Maître du fer oxydé, le sculpteur vaudois met en scène son travail sur la matière et le mouvement à l’Espace Arlaud,
à Lausanne, ainsi que dans un beau livre rétrospectif.
Il est peu courant que, dans une exposition, les visiteurs soient encouragés à toucher les œuvres, voire à les étreindre. Quitte à provoquer un vacarme d’enfer dans le musée, en l’occurrence l’Espace Arlaud, sur la place de la Riponne, à Lausanne. Les sculptures d’Etienne Krähenbühl sont ainsi: toujours prêtes à partager leur texture, leur mouvement, leur sonorité, leur idée avec les personnes qui passent dans leurs parages. C’est un art descendu de son piédestal, fraternel, joueur, à hauteur d’homme. Pas étonnant que l’artiste vaudois ait reçu autant de commandes publiques: c’est dans cet espace ouvert que sa sculpture de fer s’épanouit le mieux.
Mais il vaut la peine de visiter la vaste exposition de l’Espace Arlaud, organisée à l’occasion des 60 ans d’Etienne Krähenbühl (dont le nom de famille, avec ses trémas et ses consonnes verticales, évoque lui-même une sculpture). Elle a été organisée par l’artiste et ses amis: le Musée cantonal des beaux-arts ou le Musée Jenisch de Vevey, ville d’origine de l’artiste, n’en ont pas voulu. A beaucoup travailler pour l’«officiliaté», perd-on de son intérêt pour les institutions muséales? Pourtant, ni le talent ni la profondeur ne manquent à cette œuvre aussi imposante qu’agile. Sur ses quatre étages, l’exposition évite la présentation convenue de la rétrospective, se concentrant sur des pièces façonnées dès les années 2000. A l’exception d’un fauteuil métallique de 1968, l’époque des débuts dans le travail du fer, histoire de suggérer que cette passion-là remonte loin dans le temps.

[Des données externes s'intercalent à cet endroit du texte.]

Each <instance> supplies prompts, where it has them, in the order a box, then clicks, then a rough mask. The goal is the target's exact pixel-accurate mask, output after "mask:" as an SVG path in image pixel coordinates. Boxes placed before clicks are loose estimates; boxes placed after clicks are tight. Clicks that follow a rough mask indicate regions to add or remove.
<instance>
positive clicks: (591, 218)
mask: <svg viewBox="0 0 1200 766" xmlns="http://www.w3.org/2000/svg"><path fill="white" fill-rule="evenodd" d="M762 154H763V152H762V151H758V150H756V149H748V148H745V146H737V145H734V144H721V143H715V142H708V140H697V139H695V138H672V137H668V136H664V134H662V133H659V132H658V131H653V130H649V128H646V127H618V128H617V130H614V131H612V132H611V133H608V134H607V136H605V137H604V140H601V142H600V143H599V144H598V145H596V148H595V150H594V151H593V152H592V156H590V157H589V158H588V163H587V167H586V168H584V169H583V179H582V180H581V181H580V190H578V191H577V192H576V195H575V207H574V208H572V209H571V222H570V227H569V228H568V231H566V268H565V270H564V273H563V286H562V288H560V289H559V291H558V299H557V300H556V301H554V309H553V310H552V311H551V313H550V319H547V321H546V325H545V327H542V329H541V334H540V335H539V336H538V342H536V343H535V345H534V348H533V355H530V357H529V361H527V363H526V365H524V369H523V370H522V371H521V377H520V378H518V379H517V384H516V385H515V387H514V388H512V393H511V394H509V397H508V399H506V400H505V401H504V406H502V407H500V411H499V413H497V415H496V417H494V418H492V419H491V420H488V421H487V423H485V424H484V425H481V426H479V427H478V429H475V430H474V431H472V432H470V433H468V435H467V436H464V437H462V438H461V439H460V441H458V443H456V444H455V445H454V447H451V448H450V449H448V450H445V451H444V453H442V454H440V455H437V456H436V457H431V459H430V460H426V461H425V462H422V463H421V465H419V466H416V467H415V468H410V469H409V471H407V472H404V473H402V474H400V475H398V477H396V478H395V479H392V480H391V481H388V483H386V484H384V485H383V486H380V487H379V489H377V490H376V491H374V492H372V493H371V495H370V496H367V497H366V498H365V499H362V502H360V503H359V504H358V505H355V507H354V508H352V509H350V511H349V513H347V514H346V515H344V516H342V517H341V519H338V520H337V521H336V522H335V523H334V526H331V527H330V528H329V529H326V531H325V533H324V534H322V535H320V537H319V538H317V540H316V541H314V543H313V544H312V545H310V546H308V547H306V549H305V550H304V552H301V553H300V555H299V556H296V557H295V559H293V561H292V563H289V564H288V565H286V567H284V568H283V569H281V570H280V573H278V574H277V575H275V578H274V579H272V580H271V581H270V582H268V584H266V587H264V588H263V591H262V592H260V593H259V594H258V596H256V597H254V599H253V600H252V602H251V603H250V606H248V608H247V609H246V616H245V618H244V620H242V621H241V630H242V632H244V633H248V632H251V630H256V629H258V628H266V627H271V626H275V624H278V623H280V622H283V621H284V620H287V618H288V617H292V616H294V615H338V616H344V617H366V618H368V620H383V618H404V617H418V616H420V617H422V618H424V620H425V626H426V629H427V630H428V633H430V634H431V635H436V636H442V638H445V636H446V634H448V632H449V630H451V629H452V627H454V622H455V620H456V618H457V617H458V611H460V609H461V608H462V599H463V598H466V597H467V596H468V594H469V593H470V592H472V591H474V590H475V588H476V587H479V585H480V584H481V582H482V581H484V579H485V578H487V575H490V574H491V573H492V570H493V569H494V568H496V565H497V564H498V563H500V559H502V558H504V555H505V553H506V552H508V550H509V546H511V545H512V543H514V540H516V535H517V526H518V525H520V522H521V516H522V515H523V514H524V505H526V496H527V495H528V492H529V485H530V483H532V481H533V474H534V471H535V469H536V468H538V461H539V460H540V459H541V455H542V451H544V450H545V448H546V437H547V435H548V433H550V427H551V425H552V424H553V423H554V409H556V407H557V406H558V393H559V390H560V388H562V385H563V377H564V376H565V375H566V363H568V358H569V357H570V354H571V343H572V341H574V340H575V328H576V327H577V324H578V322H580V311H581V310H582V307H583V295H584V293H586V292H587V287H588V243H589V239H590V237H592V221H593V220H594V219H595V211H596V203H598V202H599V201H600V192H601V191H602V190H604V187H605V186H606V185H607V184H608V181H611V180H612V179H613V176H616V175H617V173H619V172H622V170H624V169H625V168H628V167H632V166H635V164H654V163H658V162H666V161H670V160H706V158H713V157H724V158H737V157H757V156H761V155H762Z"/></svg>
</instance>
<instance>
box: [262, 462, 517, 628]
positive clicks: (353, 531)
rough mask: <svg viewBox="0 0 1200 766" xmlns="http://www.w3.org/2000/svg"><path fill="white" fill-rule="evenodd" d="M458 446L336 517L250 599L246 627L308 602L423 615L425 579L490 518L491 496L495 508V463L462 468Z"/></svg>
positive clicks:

Des origines à l’oubli. C’est bien Chronos, le dieu qui mange ses propres enfants, qui est la grande affaire d’Etienne Krähenbühl. Son exposition-anniversaire part (tout en bas) des origines pour aboutir (tout en haut) à l’oubli, passant des teintes chaudes du fer oxydé aux reflets bleutés de la stase et de la disparition. Les pièces, bien choisies, pas trop nombreuses, rejouent le cycle de la création. Elles prennent leur élan de la conflagration originelle – deux œuvres monumentales ont pour titre Bing-Bang – pour aboutir à des estampes qui portent l’empreinte de ce qui était mais n’est plus. Le temps se matérialise aussi dans les mouvements ondulatoires, l’entrechoquement sonore des pièces de métal, l’eau qui circule dans les sculptures, les flammes qui courent le long de filaments semblables à des neurones. Les quatre éléments primordiaux, surtout le feu cher à Héraclite, sont convoqués dans cette démarche artistique ambitieuse.
Etienne Krähenbühl propose également un livre qui, lui, revient sur son parcours, partant du plus récent pour aboutir au plus ancien, telle une fouille archéologique. L’ouvrage détaille notamment ses expériences avec la supraconductivité et les métaux à mémoire de forme, toujours avec le fer pour donner une forme à une pensée.
«Incandescence», Lausanne, Espace Arlaud.
Du 22 novembre 2013 au 23 février 2014.
«Temps suspendu», d’Etienne Krähenbühl.
Ed. Till Schaap/Genoud.
Étienne Krähenbühl
Né en 1953 à Vevey, l’artiste passe deux ans aux Beaux-Arts de Lausanne avant de prendre la tangente (à Barcelone et à Paris), et de se passionner pour les traces du temps dans la matière, surtout le métal. Ses œuvres ont trouvé place partout en Europe et aux Etats-Unis.